By the time I started writing on Substack, I had already internalized this mindset from other areas of my life.
Like the gym. I’ve always been consistent with workouts, and for a long time, people didn’t get it.
They’d joke around, ask why I was so serious about it. They’d show up once or twice, then disappear for weeks.
Some even teased me. “You don’t look that different yet.” But that was never the point.
Every session was already a success. Just getting myself to show up, to move, to honor the routine, that was enough.
I felt more energized. I felt stronger. I felt better. And for me, that’s already crazy success.
Most people think success is this giant trophy. Some big, shiny, immovable thing you win once you achieve something great.
But the truth? Success is super arbitrary.
You get to define it. It’s highly malleable. It changes per person. So no one else can define your success but you. And it changes over time as well.
It’s not static. It’s not one-size-fits-all. And when you realize that, something shifts.
You stop chasing someone else’s version. You start collecting your own wins.
Writing every day gave me more than I expected.
I became a better writer. I built discipline. I gained confidence.
I proved I could follow through, even when no one was watching, even when it wasn’t fun, even when it felt like no one cared.

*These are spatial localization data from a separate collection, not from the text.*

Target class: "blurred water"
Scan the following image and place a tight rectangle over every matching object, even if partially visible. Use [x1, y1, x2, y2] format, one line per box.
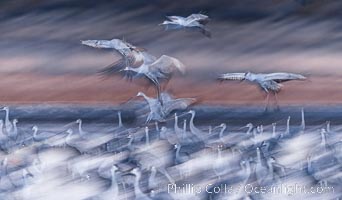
[0, 105, 341, 199]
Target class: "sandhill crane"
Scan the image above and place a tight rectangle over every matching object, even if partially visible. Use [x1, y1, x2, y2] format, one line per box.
[136, 92, 195, 123]
[130, 168, 151, 200]
[32, 126, 57, 142]
[218, 72, 306, 110]
[81, 38, 142, 60]
[122, 53, 186, 102]
[1, 107, 14, 135]
[81, 38, 145, 81]
[159, 13, 211, 37]
[83, 39, 185, 102]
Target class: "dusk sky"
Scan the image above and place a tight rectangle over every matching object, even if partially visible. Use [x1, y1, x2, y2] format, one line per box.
[1, 0, 342, 105]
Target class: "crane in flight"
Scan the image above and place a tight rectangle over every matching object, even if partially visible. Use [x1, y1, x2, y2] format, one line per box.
[81, 38, 185, 104]
[218, 72, 306, 110]
[81, 38, 144, 77]
[159, 13, 211, 37]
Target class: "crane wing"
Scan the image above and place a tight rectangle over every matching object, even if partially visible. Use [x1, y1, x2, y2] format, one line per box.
[141, 52, 157, 64]
[98, 54, 140, 82]
[263, 73, 306, 83]
[166, 16, 183, 22]
[98, 59, 127, 76]
[186, 14, 210, 25]
[160, 92, 174, 102]
[149, 55, 186, 75]
[81, 39, 130, 50]
[218, 73, 246, 81]
[163, 98, 196, 115]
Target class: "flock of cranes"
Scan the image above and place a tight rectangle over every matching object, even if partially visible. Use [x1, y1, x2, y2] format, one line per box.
[0, 106, 341, 199]
[1, 12, 339, 200]
[82, 13, 307, 116]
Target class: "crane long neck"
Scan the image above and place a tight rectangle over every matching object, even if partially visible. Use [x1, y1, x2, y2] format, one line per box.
[252, 128, 257, 138]
[259, 126, 263, 135]
[118, 112, 123, 128]
[301, 109, 305, 131]
[189, 112, 200, 134]
[12, 121, 18, 137]
[247, 126, 252, 135]
[4, 110, 12, 133]
[285, 117, 290, 135]
[321, 131, 326, 148]
[149, 168, 156, 188]
[5, 109, 10, 125]
[267, 160, 273, 174]
[219, 126, 226, 140]
[145, 129, 150, 146]
[182, 120, 187, 139]
[155, 122, 159, 132]
[78, 121, 83, 136]
[176, 145, 181, 159]
[111, 170, 119, 195]
[257, 148, 261, 162]
[272, 125, 276, 138]
[174, 115, 180, 132]
[128, 136, 134, 148]
[0, 122, 4, 136]
[141, 93, 149, 101]
[33, 128, 38, 138]
[1, 159, 8, 175]
[134, 172, 144, 197]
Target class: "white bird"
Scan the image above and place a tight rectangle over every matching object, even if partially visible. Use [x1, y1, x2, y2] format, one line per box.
[187, 110, 206, 141]
[85, 38, 185, 102]
[0, 120, 9, 149]
[123, 53, 186, 102]
[7, 119, 18, 140]
[159, 13, 211, 37]
[75, 119, 92, 139]
[173, 113, 183, 138]
[82, 38, 146, 82]
[81, 38, 142, 62]
[137, 92, 195, 123]
[218, 72, 306, 110]
[65, 129, 112, 154]
[96, 165, 120, 200]
[81, 38, 141, 52]
[130, 168, 152, 200]
[307, 128, 339, 185]
[174, 143, 190, 165]
[32, 125, 57, 142]
[1, 107, 13, 134]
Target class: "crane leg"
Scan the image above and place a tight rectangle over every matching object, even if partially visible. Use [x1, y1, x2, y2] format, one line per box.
[156, 84, 163, 105]
[274, 92, 280, 110]
[264, 93, 270, 112]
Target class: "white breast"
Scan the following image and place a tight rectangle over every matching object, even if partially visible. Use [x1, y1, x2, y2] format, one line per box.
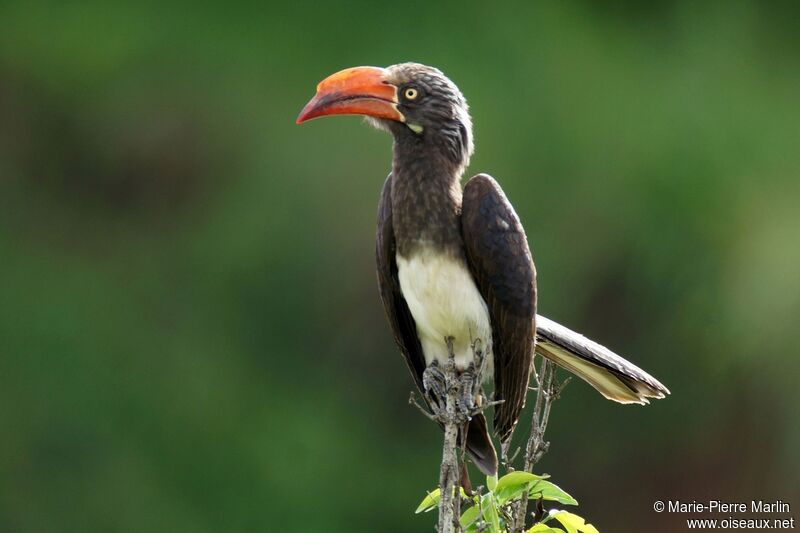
[396, 249, 493, 374]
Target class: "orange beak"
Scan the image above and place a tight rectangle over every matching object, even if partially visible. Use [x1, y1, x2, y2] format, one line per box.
[296, 66, 404, 124]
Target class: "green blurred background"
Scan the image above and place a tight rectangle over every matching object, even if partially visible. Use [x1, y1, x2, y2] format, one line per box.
[1, 2, 799, 531]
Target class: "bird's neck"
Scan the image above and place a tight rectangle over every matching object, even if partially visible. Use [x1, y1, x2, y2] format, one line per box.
[390, 137, 464, 258]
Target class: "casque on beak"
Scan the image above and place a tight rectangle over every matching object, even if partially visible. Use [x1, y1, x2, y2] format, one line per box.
[296, 66, 404, 124]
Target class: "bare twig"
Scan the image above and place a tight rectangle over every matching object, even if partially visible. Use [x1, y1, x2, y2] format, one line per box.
[409, 391, 438, 422]
[503, 446, 521, 467]
[509, 354, 559, 532]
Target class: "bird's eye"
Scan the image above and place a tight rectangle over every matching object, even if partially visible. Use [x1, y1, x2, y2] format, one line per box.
[404, 87, 419, 100]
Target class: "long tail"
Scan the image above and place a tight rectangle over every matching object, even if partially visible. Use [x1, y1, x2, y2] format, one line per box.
[535, 315, 670, 404]
[464, 412, 498, 476]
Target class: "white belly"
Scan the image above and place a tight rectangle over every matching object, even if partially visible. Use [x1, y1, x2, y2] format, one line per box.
[396, 249, 493, 376]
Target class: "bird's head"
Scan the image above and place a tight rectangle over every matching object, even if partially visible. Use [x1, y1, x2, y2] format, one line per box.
[297, 63, 473, 170]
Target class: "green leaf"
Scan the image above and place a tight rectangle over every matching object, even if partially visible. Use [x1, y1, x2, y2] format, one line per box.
[414, 487, 469, 514]
[527, 525, 563, 533]
[549, 511, 599, 533]
[528, 480, 579, 506]
[495, 483, 531, 505]
[460, 505, 481, 530]
[550, 511, 578, 533]
[494, 471, 548, 504]
[482, 493, 503, 533]
[495, 471, 548, 491]
[486, 473, 498, 492]
[415, 489, 441, 513]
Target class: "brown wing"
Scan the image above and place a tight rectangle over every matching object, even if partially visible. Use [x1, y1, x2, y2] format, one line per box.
[461, 174, 537, 443]
[376, 174, 426, 392]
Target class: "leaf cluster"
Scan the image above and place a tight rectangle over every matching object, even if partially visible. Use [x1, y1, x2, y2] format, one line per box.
[415, 472, 599, 533]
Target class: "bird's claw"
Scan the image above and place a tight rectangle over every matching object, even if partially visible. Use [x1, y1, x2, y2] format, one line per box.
[458, 364, 478, 414]
[423, 361, 446, 410]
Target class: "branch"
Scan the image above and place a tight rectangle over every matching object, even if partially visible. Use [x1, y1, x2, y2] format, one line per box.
[409, 342, 565, 532]
[436, 337, 462, 533]
[509, 354, 562, 532]
[411, 338, 489, 533]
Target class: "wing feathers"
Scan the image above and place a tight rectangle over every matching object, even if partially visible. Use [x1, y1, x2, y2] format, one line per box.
[376, 174, 426, 392]
[462, 174, 537, 443]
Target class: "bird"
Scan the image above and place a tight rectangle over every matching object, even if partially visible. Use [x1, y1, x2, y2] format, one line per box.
[296, 63, 669, 476]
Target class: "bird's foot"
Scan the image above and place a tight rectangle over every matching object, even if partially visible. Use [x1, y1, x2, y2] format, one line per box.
[422, 361, 447, 412]
[458, 364, 478, 415]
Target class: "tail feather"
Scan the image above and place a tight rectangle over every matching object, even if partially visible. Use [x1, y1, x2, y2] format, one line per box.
[535, 315, 670, 404]
[464, 412, 498, 476]
[443, 315, 667, 478]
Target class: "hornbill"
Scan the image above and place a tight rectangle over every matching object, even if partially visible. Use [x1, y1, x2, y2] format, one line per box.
[297, 63, 669, 476]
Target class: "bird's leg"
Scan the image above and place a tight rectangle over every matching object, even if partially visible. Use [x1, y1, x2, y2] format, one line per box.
[425, 337, 478, 424]
[444, 336, 472, 425]
[471, 338, 487, 399]
[458, 362, 477, 415]
[456, 337, 487, 416]
[423, 361, 447, 413]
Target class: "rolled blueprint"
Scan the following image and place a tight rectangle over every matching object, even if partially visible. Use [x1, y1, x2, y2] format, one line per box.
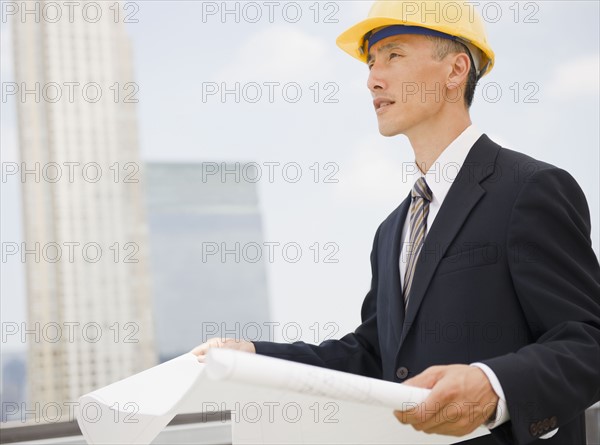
[205, 349, 431, 410]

And maybe most importantly, I stopped flinching at the boring parts.
The long drafts. The messy edits. The behind-the-scenes stuff. The slow days.
It’s not just about writing. It’s the same if you’re starting a business, trying to get fit, learning a skill, or studying something that feels impossibly far away.
If you measure your success only by what others can see, you’ll always feel behind.
But if you track your internal progress, you’ll always move forward.
Because real success isn’t about what you get. It’s about who you become while you’re still not getting it.
So if you’re in the quiet season, the no one’s watching season, the invisible season, the “Why am I even doing this?” season, keep going.
You’re not failing. You’re becoming.
Success isn’t a finish line in the distance. It’s a way of seeing yourself in the present.
Even in the middle of the work. Even when the results haven’t shown up yet.
If you’re writing and no one’s reading, if you’re working and no one’s noticing, if you’re showing up and it still feels invisible, please hear this:
You are not behind. You are not failing. You are already on your way.
You will only become more successful.
-Frey
We can define success on our own terms. I love how you count each step as part of that success. Thanks for the inspiration Frey - and Mack for hosting!